I’m of the belief that an experience is what you make of it. Myself, I actually enjoy the time I spend commuting, which sounds rather sick and twisted. Here’s how I cope:

  • Walk as much as you can. If you can avoid driving to the train station, do so. You’ll save on gas, and you’ll feel far more energized when you get to work. If you sit at a desk all day, it may be the only exercise you get. After a while, you’ll start to actually enjoy it.
  • Read stuff. Rather than just sitting like a lump on the train, distract yourself from the odours of your fellow passengers by enhancing your knowledge. Or just read a good novel. It makes the time pass quickly, and is often the only time I have to really concentrate on a book.
  • Get a music player. I use an iPod, because they fit nicely in my pocket, and I can carry every song I own on it. This makes my walking experience much nicer, and helps to filter out passenger noise on the train.
  • Get into podcasts. There are some really good tech-related podcasts on iTunes as well as other sites. There’s also a bunch of crap, but they’re all free right now, so it’s painless to try a few out. My recommendations… This Week in Tech, Diggnation and Digital Life. I alternate between listening to podcasts and reading books to mix things up a bit.

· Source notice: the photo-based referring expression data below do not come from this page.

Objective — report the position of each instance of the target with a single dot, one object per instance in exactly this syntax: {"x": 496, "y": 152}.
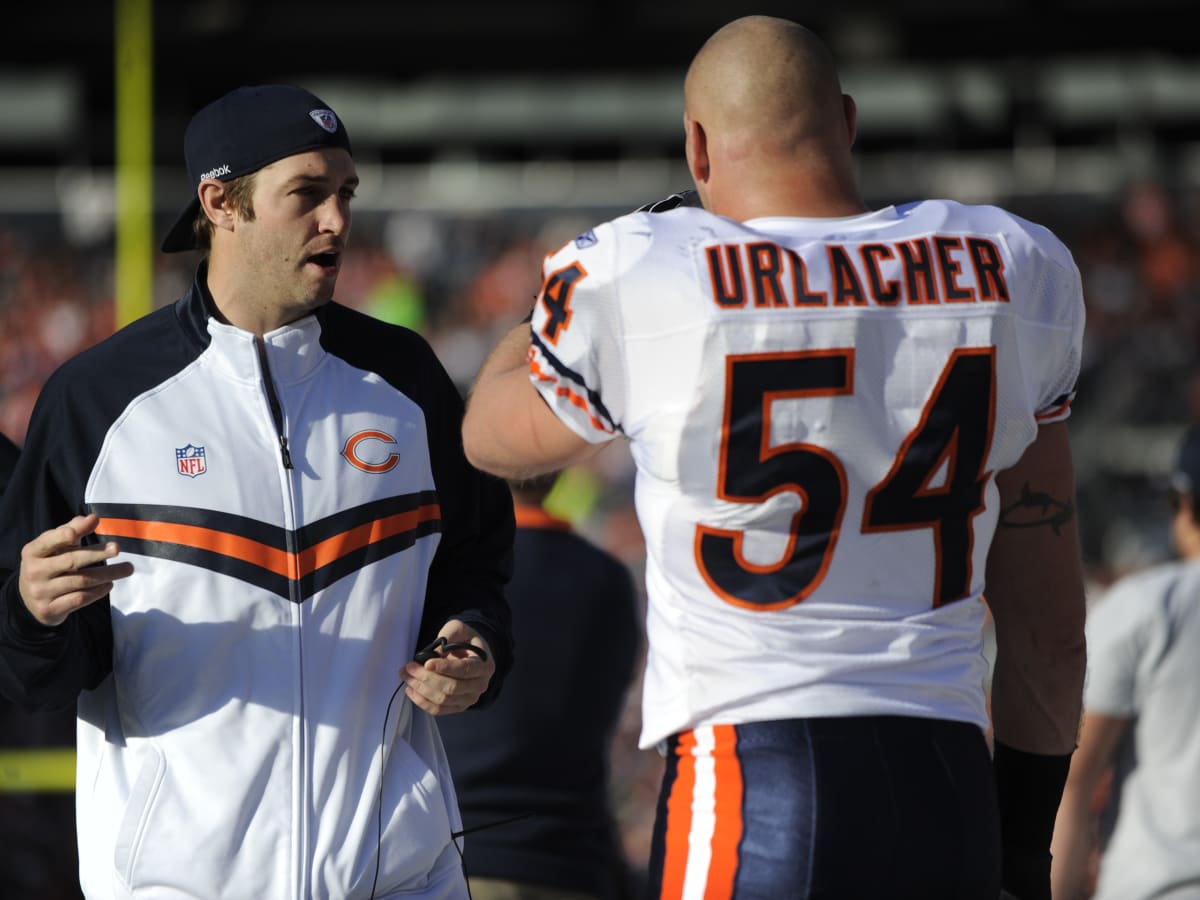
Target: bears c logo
{"x": 352, "y": 450}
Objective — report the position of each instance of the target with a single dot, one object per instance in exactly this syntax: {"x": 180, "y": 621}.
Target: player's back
{"x": 816, "y": 408}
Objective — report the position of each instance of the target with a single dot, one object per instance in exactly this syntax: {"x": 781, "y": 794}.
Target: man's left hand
{"x": 454, "y": 681}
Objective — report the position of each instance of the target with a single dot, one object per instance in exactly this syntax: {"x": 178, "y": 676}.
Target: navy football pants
{"x": 871, "y": 808}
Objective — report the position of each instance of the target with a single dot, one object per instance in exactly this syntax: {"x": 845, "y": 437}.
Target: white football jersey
{"x": 816, "y": 409}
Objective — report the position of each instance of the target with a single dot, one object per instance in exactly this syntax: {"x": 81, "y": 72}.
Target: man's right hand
{"x": 59, "y": 575}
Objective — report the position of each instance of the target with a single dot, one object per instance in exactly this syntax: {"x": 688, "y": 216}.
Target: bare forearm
{"x": 1072, "y": 846}
{"x": 1036, "y": 593}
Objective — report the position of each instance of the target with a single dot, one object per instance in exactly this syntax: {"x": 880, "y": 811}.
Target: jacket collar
{"x": 293, "y": 352}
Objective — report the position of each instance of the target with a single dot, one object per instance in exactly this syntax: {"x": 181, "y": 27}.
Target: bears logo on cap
{"x": 325, "y": 119}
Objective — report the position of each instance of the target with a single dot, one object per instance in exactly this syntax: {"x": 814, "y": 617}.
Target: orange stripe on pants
{"x": 675, "y": 863}
{"x": 727, "y": 811}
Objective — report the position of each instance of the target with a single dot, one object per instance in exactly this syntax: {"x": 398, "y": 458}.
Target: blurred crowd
{"x": 462, "y": 281}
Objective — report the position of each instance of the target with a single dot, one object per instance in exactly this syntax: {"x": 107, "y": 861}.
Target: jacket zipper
{"x": 274, "y": 401}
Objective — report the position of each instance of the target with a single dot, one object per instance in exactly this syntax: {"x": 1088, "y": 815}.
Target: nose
{"x": 335, "y": 215}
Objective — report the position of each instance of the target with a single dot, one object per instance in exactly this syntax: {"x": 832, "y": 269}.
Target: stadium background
{"x": 487, "y": 133}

There you have it. I’m not sure how valuable any of this is, but I figured it would be good to put it out there.

3 thoughts on “Suburban Battle Plan

  1. Daren

    Hi there,

    I just came across your blog (a link from your profile on the ASP.NET forums).

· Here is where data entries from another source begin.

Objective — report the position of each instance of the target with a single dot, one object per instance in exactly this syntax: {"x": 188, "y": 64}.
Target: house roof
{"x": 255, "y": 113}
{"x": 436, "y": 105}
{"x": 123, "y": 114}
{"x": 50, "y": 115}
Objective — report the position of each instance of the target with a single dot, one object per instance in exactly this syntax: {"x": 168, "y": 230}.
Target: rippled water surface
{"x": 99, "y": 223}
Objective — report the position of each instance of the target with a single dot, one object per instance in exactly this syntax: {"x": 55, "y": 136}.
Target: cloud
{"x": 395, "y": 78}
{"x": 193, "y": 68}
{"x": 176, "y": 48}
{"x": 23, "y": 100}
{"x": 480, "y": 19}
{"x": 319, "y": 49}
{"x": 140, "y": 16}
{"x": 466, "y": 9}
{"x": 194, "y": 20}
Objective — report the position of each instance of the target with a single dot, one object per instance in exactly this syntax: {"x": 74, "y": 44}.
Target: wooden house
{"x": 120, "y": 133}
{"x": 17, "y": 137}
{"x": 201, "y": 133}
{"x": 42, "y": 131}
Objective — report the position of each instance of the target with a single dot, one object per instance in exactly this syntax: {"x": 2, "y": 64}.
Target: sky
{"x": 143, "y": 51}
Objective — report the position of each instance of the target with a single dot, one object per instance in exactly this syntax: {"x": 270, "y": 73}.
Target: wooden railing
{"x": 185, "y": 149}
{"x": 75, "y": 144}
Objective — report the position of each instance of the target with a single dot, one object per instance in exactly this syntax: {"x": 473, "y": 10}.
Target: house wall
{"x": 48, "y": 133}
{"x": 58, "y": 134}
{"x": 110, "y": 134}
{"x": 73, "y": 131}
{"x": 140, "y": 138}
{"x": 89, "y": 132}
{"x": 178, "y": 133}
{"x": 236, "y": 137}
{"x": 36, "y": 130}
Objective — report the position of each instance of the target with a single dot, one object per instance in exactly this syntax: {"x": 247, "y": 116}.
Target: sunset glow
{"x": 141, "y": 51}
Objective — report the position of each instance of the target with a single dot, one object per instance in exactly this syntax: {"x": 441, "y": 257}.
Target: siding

    Firstly, congratulations on your wedding and welcome to institution. I’m 29 (been married for a couple of years now). Calgary was actually part of our honey moon destination (we live in Perth, Western Australia).

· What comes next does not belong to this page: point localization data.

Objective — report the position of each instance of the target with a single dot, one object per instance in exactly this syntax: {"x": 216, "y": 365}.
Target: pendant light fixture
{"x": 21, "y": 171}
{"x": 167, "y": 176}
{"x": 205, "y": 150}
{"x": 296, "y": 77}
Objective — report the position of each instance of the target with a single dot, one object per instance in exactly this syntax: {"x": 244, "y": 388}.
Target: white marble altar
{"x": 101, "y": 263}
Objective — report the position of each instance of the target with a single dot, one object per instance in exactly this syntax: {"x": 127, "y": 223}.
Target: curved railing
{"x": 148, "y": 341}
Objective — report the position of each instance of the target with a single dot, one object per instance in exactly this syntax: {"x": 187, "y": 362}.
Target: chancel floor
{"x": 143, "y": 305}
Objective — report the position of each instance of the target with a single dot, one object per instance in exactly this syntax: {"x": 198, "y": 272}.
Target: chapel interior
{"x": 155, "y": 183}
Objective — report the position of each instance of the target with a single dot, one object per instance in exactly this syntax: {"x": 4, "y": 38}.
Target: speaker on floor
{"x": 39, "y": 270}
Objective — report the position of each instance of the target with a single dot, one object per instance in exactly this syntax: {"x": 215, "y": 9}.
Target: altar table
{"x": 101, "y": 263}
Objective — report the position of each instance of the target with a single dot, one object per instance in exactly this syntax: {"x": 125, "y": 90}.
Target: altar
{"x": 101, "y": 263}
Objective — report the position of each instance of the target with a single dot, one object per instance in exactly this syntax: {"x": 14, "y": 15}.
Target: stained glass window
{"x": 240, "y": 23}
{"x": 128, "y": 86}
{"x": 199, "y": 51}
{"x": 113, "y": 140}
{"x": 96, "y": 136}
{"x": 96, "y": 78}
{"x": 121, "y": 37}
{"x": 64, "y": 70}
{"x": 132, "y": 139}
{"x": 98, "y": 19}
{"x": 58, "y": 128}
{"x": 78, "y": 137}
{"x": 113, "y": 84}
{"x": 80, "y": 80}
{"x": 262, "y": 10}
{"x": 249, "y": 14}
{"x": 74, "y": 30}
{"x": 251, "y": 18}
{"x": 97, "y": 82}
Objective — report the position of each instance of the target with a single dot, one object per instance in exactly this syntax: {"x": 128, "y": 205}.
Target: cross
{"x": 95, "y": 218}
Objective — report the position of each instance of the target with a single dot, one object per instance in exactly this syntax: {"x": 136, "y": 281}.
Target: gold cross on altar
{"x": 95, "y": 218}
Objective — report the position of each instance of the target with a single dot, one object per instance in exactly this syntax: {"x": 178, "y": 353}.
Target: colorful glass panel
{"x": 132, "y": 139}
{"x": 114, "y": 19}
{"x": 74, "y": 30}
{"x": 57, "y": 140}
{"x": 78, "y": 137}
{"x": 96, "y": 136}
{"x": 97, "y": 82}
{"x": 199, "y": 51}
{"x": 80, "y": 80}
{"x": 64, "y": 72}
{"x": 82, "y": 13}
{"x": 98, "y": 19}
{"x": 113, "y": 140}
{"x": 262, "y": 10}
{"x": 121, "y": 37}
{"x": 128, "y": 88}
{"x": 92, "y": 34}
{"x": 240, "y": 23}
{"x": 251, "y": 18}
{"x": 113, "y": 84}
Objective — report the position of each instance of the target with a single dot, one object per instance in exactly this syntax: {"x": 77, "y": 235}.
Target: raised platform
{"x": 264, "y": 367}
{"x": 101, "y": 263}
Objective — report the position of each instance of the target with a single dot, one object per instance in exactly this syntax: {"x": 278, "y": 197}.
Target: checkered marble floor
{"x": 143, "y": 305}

    Its interesting that you mention you have to travel 30-45mins to work. We are planning on immigrating to Canada (Calgary), and when I was last there I was impressed with the relative distance from Downtown to the far reaches of the burbs. That was about 3yrs ago but I hear Calgary has grown/boomed heaps since then.

    Is your suburb right on the ‘outer’, or somewhere in the middle?

  2. Jeff Perrin

    Hey Daren! I’m living in one of the furthest communities from downtown while still being in the city (Evergreen). One of the reasons for choosing Evergreen was its proximity to the south C-Train line that goes directly to downtown. I can walk to two stations within about a half hour, or drive in 5 minutes. There are other communities that don’t have good access to the train, which means taking the bus or driving.

    Calgary has grown quite a bit in the last 3 years. House prices have doubled, and downtown parking has also doubled (Calgary is the most expensive city for parking in Canada). I’m not sure how it compares to Perth, though.

    Good luck with the move. Overall, Calgary’s a pretty great city. Work is currently easy to find and there are a ton of opportunities for outdoor recreation. You’ll like it here, provided you can afford the housing… :)

  3. Daren

    Hi Jeff,

    Evergreen sounds interesting. I looked at some pictures on the net. It looks like a nice place. Clean and new.

    The interesting thing is that Perth (aside from its geographical differences) is very similar to Calgary. We are also considered the ‘powerhouse’ of the country and we derive a lot of our wealth from natural resources.

    Although this has created great job opportunities, unfortunately it has also doubled/tripled housing prices in the last 5yrs. I get feeling that the same sort of thing is happening in Calgary so we are considering purchasing something in Cal now before the prices go up even more (as our immigration application might still take 12-18 months).

    Did you look at any other suburbs before buying?